Liquid biopsy results help TARGET cancer treatments in U.K. study

2019 04 22 23 41 4967 Cancer Cell Target2 400

Circulating tumor DNA (ctDNA) tests are practical for genomic profiling of tumors and guiding cancer patients to early-stage clinical trials of targeted therapies accordingly, a U.K. study published April 22 in Nature Medicine has found.

In an ideal world, all cancer patients would get a personalized treatment regimen based on the molecular profile of their particular tumor. But tissue biopsies are invasive, and results may become outdated over time as cancers evolve.

Blood testing is potentially easier and faster as a means of directing patients to targeted therapy and is in the process of being validated.

Investigators in the Tumour Characterisation to Guide Experimental Targeted Therapy (TARGET) study found that ctDNA testing is feasible and complementary to archived tumor tissue samples for directing patients to clinical trials based on their particular mutations.

The TARGET study was funded by Cancer Research UK, the Christie Charitable Fund, the National Institute for Health Research (NIHR) Manchester Biomedical Research Centre, and AstraZeneca. The trial is being run through the government- and foundation-funded Experimental Cancer Medicine Centres (ECMC) network in Manchester.

Results from the first part of the study showing the feasibility of testing and targeting treatment based on ctDNA -- parts of DNA released by dying tumor cells -- were published by Dr. Dominic Rothwell of the Cancer Research UK Manchester Institute and colleagues in Nature Medicine.

Currently, this technology is not routinely being used to direct patients to phase I trials, the authors noted.

Robust workflow at the right price

The first part of TARGET included 100 patients with 22 different types of solid tumors, the most common of which were colorectal cancer, breast cancer, and non-small cell lung cancer. Participants had received a mean of two prior therapies.

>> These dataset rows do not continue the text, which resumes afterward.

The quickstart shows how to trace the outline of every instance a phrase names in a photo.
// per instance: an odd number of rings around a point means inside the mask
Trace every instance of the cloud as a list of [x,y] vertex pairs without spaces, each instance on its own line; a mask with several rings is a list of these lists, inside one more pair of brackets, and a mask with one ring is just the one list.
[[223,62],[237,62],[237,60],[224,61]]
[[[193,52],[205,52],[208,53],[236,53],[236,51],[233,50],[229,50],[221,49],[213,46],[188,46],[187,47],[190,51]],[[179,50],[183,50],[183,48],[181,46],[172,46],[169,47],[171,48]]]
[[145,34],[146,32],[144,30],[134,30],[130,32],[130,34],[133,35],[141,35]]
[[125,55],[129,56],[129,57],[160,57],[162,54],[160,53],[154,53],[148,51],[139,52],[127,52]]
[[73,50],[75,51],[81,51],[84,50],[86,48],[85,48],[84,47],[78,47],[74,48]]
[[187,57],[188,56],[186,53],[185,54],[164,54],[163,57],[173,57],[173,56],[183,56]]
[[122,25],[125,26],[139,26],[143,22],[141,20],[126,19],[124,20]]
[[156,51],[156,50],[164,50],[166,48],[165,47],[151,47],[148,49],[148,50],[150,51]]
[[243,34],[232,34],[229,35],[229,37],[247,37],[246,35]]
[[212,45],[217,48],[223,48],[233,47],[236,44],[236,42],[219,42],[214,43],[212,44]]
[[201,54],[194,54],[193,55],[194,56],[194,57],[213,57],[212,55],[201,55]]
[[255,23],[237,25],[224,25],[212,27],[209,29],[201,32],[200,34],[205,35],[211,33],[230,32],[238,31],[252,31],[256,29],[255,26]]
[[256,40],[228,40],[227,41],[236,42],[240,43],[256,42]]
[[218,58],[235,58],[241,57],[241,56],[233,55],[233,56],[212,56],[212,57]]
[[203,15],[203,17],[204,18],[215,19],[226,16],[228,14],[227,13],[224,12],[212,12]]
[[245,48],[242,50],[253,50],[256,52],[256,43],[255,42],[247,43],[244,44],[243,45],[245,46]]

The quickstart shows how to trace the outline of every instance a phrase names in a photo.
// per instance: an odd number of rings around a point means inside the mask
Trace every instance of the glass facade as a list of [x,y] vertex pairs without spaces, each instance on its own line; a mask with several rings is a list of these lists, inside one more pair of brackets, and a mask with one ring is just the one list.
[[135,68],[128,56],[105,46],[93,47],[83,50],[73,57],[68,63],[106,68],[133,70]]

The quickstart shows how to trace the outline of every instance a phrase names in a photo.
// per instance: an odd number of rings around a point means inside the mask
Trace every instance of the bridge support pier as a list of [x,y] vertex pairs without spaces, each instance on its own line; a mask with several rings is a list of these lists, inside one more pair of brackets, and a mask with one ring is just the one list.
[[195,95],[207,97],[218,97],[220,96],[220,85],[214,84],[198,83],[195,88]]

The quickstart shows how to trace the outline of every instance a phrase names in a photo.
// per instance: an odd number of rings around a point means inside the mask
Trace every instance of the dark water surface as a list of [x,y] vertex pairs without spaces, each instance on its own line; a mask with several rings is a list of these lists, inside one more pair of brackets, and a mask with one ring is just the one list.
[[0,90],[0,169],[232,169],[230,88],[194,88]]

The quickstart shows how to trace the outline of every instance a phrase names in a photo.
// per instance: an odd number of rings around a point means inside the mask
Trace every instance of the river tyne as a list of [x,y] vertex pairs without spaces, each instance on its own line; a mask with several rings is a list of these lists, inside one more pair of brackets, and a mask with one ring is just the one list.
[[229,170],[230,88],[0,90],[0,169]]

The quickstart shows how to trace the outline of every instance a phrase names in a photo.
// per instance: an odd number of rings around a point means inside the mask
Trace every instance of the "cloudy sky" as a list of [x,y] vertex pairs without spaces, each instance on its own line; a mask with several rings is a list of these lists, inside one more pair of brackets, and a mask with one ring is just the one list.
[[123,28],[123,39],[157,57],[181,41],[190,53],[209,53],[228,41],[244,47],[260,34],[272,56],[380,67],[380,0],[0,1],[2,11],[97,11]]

The main goal of the study was to develop a robust workflow supporting clinical decision-making that may be delivered on a routine basis at an affordable cost -- that is, at about 1,600 pounds ($2,077 U.S.) per patient, according to the researchers.

They performed next-generation sequencing of ctDNA samples (SureSelect assay, Agilent Technologies), which they noted targets 641 genes recurrently mutated in 77 cancers. To improve the efficiency of the process, they developed an in-house portal called eTARGET, a digital system for uploading, storing, and integrating data with electronic patient records.

Blood samples were collected, processed, and analyzed for all 100 patients. The researchers stressed that efficient turnaround of results is critical and that in this study, the mean time from a blood draw to a report was 33 calendar days, which is comparable to how long it takes to assess tumor biopsy tissue.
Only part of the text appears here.